Au-delà de ce défi logistique, il soulève des obstacles sociaux encore plus complexes. D’une part, un sentiment d’inégalité peut s’installer : les locataires ne se sentent pas toujours aussi légitimes que les propriétaires pour s’investir et prendre des initiatives dans la vie collective. D’autre part, la mixité sociale, souvent recherchée dans ces projets, se heurte à la réalité : les résidents ont encore du mal à accepter et à tolérer des modes de vie très différents au sein des espaces partagés, créant des tensions difficiles à apaiser.

Les enseignements clés pour un urbanisme d’avenir

« Transformer un besoin social en produit commercial rentable nécessite absolument un modèle mixte public-privé »

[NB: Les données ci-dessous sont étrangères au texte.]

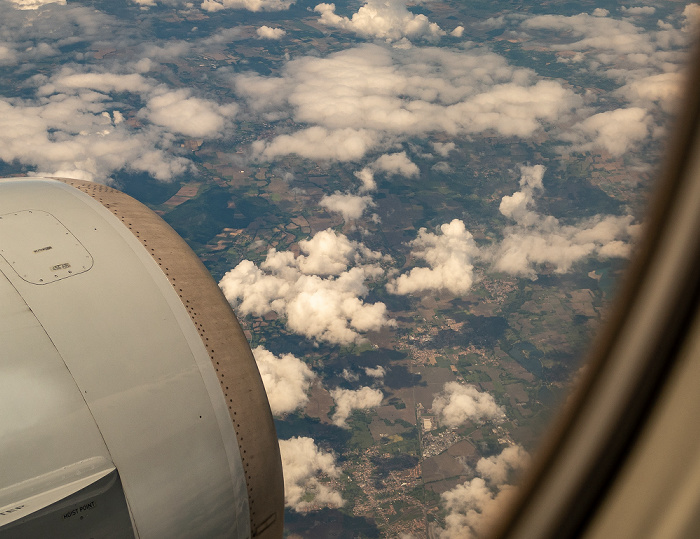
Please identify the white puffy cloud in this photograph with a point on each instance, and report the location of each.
(665, 89)
(615, 131)
(538, 239)
(396, 163)
(376, 372)
(591, 32)
(35, 4)
(638, 10)
(449, 256)
(249, 5)
(366, 176)
(350, 206)
(320, 143)
(349, 375)
(304, 466)
(456, 404)
(179, 112)
(69, 136)
(347, 400)
(266, 32)
(286, 378)
(382, 19)
(318, 292)
(72, 126)
(401, 93)
(474, 506)
(496, 469)
(8, 55)
(443, 148)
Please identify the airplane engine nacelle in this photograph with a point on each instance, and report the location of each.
(130, 402)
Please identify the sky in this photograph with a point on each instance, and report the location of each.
(88, 95)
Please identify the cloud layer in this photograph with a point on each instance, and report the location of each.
(389, 20)
(304, 466)
(286, 378)
(347, 400)
(402, 93)
(456, 404)
(449, 257)
(318, 292)
(537, 240)
(476, 504)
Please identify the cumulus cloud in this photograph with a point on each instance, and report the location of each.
(396, 163)
(538, 239)
(320, 143)
(69, 136)
(594, 32)
(615, 131)
(304, 467)
(402, 93)
(443, 148)
(318, 292)
(249, 5)
(382, 19)
(376, 372)
(35, 4)
(638, 10)
(456, 404)
(351, 207)
(73, 126)
(664, 89)
(347, 400)
(497, 469)
(474, 506)
(366, 176)
(266, 32)
(449, 256)
(181, 113)
(286, 378)
(617, 48)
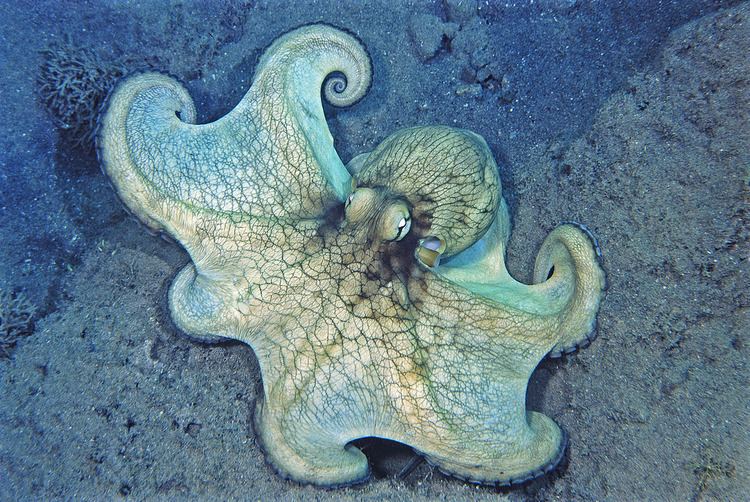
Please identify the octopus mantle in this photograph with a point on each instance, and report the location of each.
(375, 295)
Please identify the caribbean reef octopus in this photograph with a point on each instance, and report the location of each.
(375, 295)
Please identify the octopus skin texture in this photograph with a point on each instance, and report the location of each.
(374, 294)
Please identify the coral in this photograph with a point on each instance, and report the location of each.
(72, 84)
(16, 320)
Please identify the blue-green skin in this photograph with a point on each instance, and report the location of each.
(358, 327)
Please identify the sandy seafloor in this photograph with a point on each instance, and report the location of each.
(629, 116)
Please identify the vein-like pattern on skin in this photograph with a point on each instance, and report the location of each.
(336, 282)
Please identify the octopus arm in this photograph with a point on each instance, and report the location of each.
(568, 279)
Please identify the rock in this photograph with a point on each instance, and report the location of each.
(460, 11)
(469, 90)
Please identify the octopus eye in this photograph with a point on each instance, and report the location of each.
(404, 225)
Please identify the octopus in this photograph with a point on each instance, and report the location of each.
(374, 294)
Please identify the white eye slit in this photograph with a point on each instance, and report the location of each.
(403, 228)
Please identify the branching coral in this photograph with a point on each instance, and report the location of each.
(72, 85)
(16, 320)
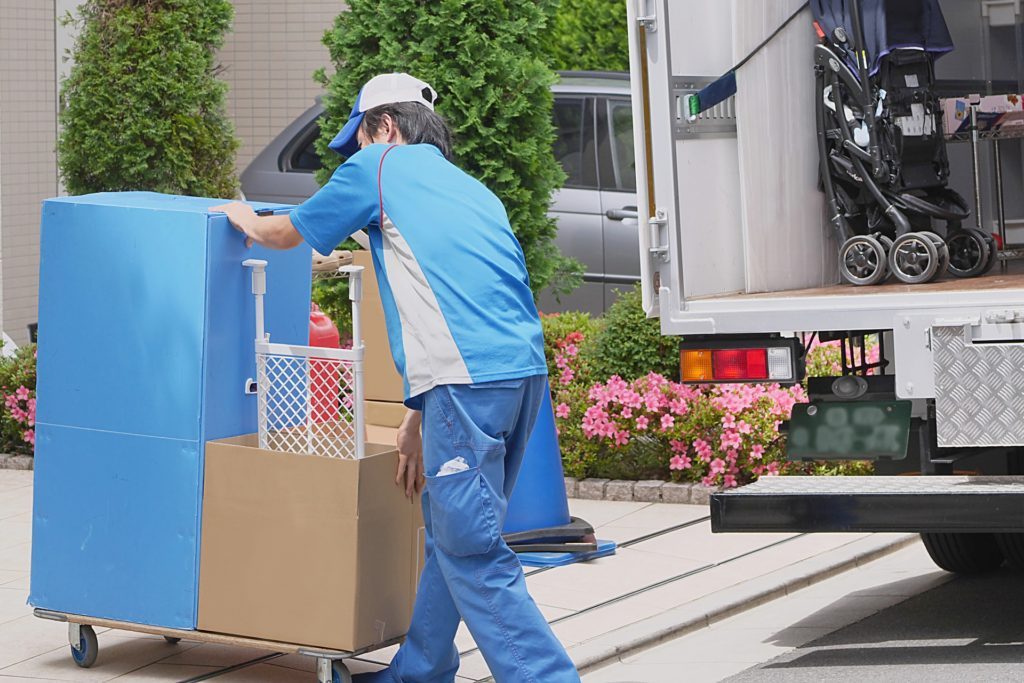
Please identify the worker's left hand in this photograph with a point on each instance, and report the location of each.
(240, 215)
(410, 442)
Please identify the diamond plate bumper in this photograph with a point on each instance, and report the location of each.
(979, 390)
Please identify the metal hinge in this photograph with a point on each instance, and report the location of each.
(658, 250)
(646, 16)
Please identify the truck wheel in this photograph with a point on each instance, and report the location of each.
(1012, 546)
(964, 553)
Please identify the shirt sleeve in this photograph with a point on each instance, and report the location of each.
(347, 203)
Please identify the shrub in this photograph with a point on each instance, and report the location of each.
(142, 108)
(632, 345)
(486, 61)
(17, 415)
(590, 35)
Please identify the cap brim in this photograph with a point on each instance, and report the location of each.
(346, 142)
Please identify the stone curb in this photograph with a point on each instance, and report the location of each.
(629, 640)
(651, 491)
(16, 462)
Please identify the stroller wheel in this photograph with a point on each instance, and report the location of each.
(969, 253)
(943, 250)
(862, 260)
(913, 258)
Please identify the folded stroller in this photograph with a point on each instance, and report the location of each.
(883, 159)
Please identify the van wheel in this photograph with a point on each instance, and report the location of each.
(964, 553)
(1012, 546)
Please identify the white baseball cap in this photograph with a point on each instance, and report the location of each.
(383, 89)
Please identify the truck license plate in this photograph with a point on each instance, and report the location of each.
(858, 430)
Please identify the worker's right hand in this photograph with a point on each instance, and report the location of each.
(410, 471)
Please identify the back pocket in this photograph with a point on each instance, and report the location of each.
(462, 513)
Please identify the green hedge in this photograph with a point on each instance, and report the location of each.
(141, 108)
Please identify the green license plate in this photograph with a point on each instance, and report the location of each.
(859, 430)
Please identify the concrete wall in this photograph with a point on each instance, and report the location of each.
(28, 164)
(269, 59)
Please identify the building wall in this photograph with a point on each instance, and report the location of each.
(28, 163)
(269, 59)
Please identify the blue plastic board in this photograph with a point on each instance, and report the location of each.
(115, 525)
(539, 499)
(146, 331)
(604, 548)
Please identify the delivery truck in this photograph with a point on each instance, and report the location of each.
(741, 261)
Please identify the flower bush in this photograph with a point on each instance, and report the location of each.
(17, 416)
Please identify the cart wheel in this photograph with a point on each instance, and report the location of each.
(340, 673)
(85, 654)
(862, 260)
(969, 253)
(913, 258)
(942, 248)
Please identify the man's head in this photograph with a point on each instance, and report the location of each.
(395, 109)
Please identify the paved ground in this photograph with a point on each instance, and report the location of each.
(792, 633)
(670, 573)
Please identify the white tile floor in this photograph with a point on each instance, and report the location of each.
(35, 649)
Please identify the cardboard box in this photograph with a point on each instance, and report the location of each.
(315, 551)
(383, 381)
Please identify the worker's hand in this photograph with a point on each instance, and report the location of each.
(240, 215)
(410, 472)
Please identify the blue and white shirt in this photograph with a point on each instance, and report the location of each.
(452, 274)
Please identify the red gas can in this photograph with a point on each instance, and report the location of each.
(325, 376)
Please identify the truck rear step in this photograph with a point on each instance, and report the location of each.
(927, 504)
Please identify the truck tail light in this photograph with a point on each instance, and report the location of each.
(764, 360)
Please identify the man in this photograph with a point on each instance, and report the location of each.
(465, 336)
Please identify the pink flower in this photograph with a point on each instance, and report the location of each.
(680, 463)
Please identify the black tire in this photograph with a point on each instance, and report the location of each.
(88, 648)
(1012, 546)
(969, 253)
(964, 553)
(862, 260)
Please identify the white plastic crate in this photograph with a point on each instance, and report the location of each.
(309, 398)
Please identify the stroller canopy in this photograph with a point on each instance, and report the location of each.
(889, 26)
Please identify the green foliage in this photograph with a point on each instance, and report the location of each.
(631, 345)
(486, 61)
(17, 410)
(142, 108)
(590, 35)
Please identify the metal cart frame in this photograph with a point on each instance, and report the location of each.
(331, 667)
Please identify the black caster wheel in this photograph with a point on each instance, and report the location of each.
(943, 250)
(862, 260)
(85, 653)
(913, 258)
(969, 253)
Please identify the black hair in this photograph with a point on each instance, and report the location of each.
(417, 124)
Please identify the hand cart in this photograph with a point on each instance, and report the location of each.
(288, 377)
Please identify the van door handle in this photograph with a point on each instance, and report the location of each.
(623, 214)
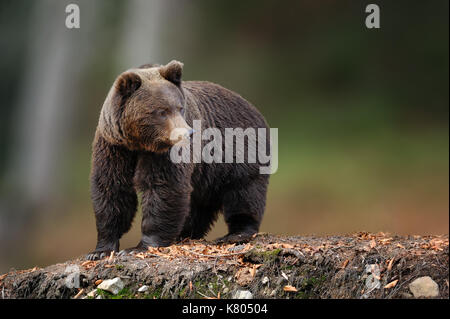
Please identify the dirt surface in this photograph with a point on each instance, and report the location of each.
(362, 265)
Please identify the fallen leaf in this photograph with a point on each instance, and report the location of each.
(290, 288)
(391, 284)
(391, 262)
(140, 255)
(98, 282)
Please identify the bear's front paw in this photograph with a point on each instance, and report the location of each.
(103, 250)
(96, 254)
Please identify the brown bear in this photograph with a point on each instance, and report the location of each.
(179, 200)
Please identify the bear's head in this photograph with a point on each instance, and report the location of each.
(145, 109)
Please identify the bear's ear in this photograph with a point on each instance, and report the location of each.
(127, 83)
(172, 72)
(148, 66)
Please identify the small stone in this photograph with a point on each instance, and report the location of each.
(73, 279)
(112, 285)
(280, 281)
(424, 287)
(243, 294)
(71, 269)
(144, 288)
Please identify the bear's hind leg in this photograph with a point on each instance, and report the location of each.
(244, 209)
(199, 222)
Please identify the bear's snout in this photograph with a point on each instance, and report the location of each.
(179, 129)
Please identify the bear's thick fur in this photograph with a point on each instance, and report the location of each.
(131, 154)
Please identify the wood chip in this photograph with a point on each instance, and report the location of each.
(290, 288)
(79, 294)
(391, 284)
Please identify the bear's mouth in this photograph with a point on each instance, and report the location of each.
(159, 146)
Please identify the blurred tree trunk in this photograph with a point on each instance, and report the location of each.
(56, 64)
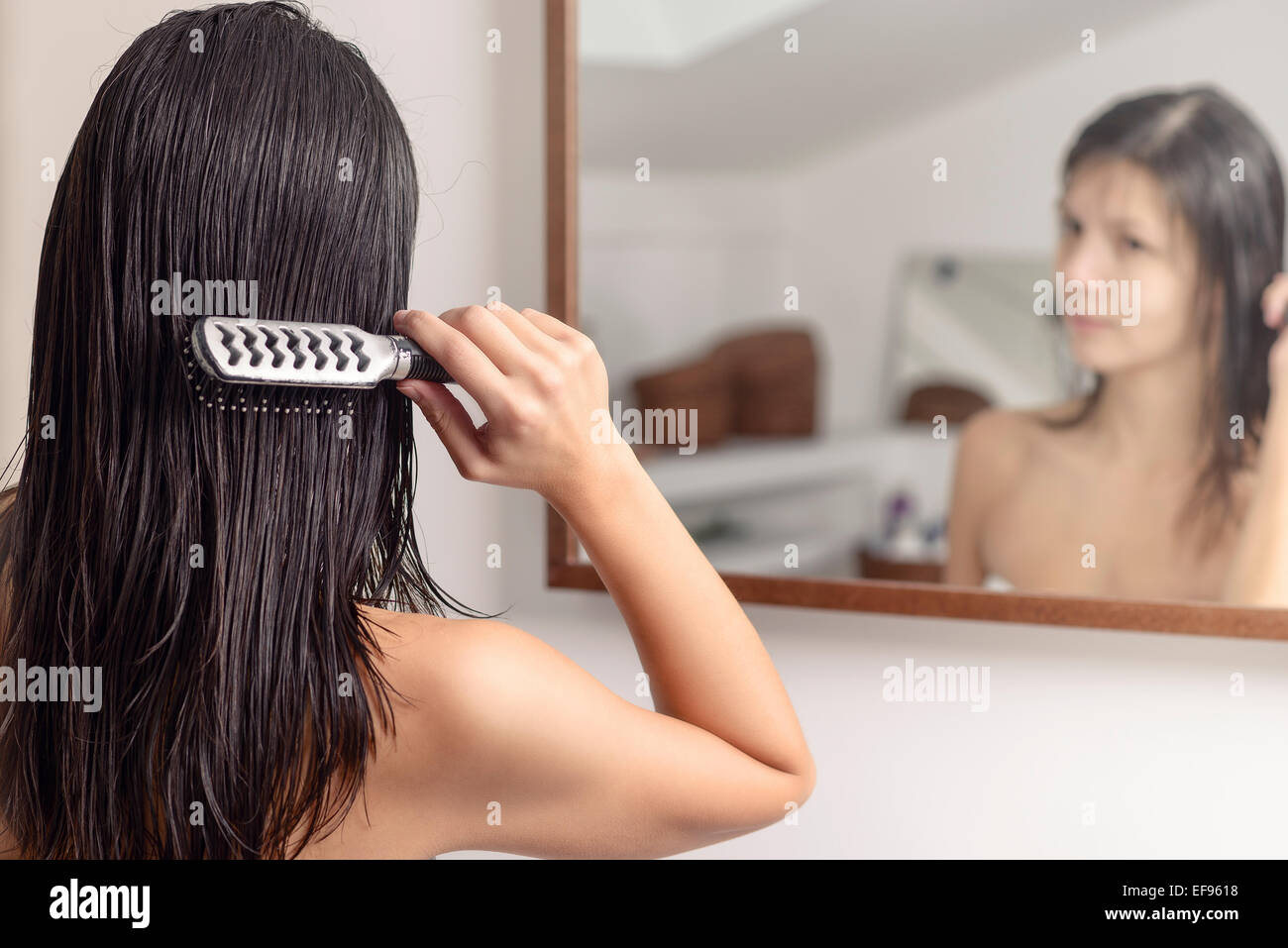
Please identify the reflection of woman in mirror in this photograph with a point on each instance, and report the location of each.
(1140, 487)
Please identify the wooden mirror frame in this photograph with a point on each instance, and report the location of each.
(563, 569)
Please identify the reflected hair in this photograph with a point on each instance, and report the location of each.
(1189, 140)
(206, 546)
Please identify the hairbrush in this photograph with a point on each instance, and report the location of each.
(265, 352)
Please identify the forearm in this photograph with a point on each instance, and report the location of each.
(1258, 570)
(703, 659)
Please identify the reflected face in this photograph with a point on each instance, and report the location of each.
(1116, 226)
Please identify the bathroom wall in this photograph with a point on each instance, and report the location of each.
(1094, 743)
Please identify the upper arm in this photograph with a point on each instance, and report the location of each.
(975, 480)
(540, 759)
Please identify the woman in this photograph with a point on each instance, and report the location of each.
(1138, 488)
(227, 556)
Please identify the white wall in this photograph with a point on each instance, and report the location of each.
(1141, 725)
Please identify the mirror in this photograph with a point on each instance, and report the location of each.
(849, 294)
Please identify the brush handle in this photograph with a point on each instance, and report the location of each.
(415, 363)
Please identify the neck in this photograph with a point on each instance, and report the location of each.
(1151, 416)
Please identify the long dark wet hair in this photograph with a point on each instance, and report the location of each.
(1188, 140)
(206, 545)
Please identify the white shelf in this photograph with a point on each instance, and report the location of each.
(747, 467)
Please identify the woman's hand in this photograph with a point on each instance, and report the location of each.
(537, 380)
(1274, 304)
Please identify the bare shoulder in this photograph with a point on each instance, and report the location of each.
(520, 750)
(1001, 440)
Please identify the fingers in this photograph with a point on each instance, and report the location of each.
(555, 329)
(492, 337)
(452, 423)
(455, 352)
(524, 329)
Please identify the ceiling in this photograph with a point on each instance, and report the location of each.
(707, 85)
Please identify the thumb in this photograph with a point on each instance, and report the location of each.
(451, 421)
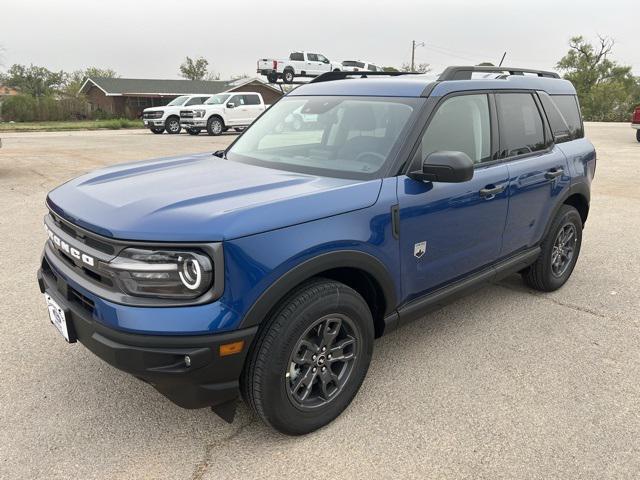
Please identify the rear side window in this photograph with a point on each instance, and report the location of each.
(460, 124)
(568, 106)
(251, 100)
(521, 126)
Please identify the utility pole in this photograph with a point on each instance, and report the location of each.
(414, 44)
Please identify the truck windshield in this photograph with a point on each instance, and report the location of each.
(350, 137)
(176, 102)
(217, 99)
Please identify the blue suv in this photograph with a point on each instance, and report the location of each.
(354, 205)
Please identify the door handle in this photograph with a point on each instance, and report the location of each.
(491, 191)
(553, 173)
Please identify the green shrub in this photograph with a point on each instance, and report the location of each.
(20, 108)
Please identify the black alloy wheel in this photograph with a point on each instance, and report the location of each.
(172, 125)
(322, 361)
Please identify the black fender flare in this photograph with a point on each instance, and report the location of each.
(580, 188)
(314, 266)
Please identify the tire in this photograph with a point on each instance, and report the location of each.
(215, 126)
(270, 371)
(288, 76)
(565, 234)
(172, 125)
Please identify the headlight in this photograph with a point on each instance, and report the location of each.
(162, 273)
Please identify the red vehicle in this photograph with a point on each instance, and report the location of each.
(635, 122)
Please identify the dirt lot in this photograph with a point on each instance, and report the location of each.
(506, 383)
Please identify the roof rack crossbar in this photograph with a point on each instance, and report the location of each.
(465, 73)
(340, 75)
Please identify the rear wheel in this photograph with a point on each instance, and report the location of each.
(560, 250)
(288, 76)
(172, 125)
(310, 358)
(215, 126)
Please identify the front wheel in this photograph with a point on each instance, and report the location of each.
(172, 125)
(560, 250)
(215, 126)
(310, 358)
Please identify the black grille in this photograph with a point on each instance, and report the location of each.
(82, 301)
(82, 237)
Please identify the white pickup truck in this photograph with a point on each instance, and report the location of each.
(159, 119)
(299, 64)
(222, 112)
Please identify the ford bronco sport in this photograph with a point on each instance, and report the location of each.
(267, 270)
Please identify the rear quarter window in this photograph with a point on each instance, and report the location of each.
(568, 107)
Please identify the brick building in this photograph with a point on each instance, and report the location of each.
(127, 97)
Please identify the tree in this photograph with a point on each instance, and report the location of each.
(419, 68)
(195, 69)
(607, 91)
(34, 80)
(75, 79)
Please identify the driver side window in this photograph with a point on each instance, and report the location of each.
(462, 124)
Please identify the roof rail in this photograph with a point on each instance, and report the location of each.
(340, 75)
(465, 73)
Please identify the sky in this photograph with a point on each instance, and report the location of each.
(150, 38)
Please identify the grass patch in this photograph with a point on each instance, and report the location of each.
(112, 124)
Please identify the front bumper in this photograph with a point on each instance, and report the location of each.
(209, 380)
(153, 122)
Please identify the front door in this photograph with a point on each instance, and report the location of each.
(448, 230)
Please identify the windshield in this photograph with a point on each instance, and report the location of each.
(217, 99)
(177, 101)
(351, 137)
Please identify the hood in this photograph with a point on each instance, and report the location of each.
(202, 198)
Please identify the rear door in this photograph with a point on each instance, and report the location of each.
(537, 168)
(253, 106)
(448, 230)
(236, 115)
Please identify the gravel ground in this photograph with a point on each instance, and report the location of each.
(505, 383)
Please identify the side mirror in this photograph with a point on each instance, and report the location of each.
(446, 167)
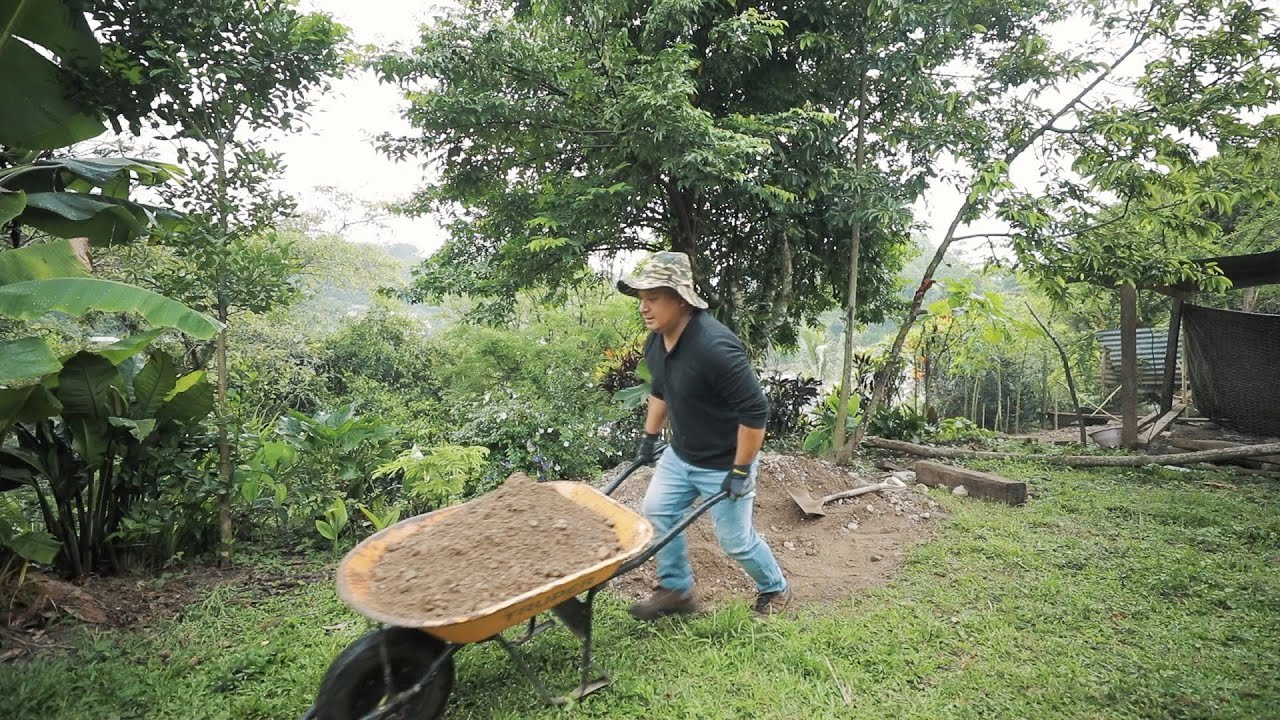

La mixité d’usages apparaît comme une nécessité pour optimiser le foncier, répondre à la crise du logement et renforcer la résilience urbaine. Mais pour aller plus loin, il faut lever les freins réglementaires et renforcer la volonté politique. Nathan Laufer regrette que « la volonté politique reste trop faible », tandis que Michele Dominici insiste sur l’importance d’un « changement culturel à opérer ».

 

La réussite de la mixité d’usages nécessite une collaboration étroite entre acteurs publics et privés, et l’engagement de toutes les parties prenantes dans la co-construction des projets. Maria Eugenia Lopez Medina rappelle que « transformer un besoin social en produit commercial rentable nécessite absolument un modèle mixte public-privé ». S’inspirer des modèles internationaux, tout en adaptant les solutions au contexte local, demeure aussi une clé d’innovation pour bâtir des villes plus inclusives.  Nathan Laufer souligne qu’en Inde la mixité d’usage est bien plus avancée qu’en occident, où elle reste débattue. Il décrit des bâtiments intégrant commerces, restaurants, logements et bureaux. Il insiste sur la nécessité de convaincre les décideurs que ce modèle fonctionne tant humainement que financièrement. Le modèle suédois a aussi été aussi évoqué lors de la table ronde. En Suède, la propriété individuelle est strictement réglementée : les bâtiments en location appartiennent principalement à des entreprises privées ou aux Régions. Cette propriété unique favorise la mixité d’usages et le partage : système de « file d’attente » pour l’accès au logement (facilité pour les familles monoparentales), laveries collectives remplaçant les machines individuelles, espaces extérieurs (potagers, barbecues) gérés collectivement.

 

 Au-delà des aspects économiques et réglementaires, la conception architecturale doit être pensée dès l’origine pour intégrer modularité, réversibilité, préfabrication et anticipation de la déconstruction. Car la mixité d’usages, ce n’est pas qu’une question de technique ou d’économie. Elle porte une vision nouvelle de la ville : plus agile, plus humaine, plus durable. Comme le résume Carmen Peyron :

 

« Réglementairement, ça va bouger, en conception et en technique aussi, mais lorsque ce projet de société sera partagé et construit ensemble, nous en serons tous contributeurs. »

 

La mixité d’usages constitue donc un véritable projet de société à bâtir collectivement. La ville de demain s’inventera grâce à l’engagement de tous : acteurs publics, privés, professionnels et citoyens. À nous de bâtir ensemble une urbanité ouverte, vivante et résiliente.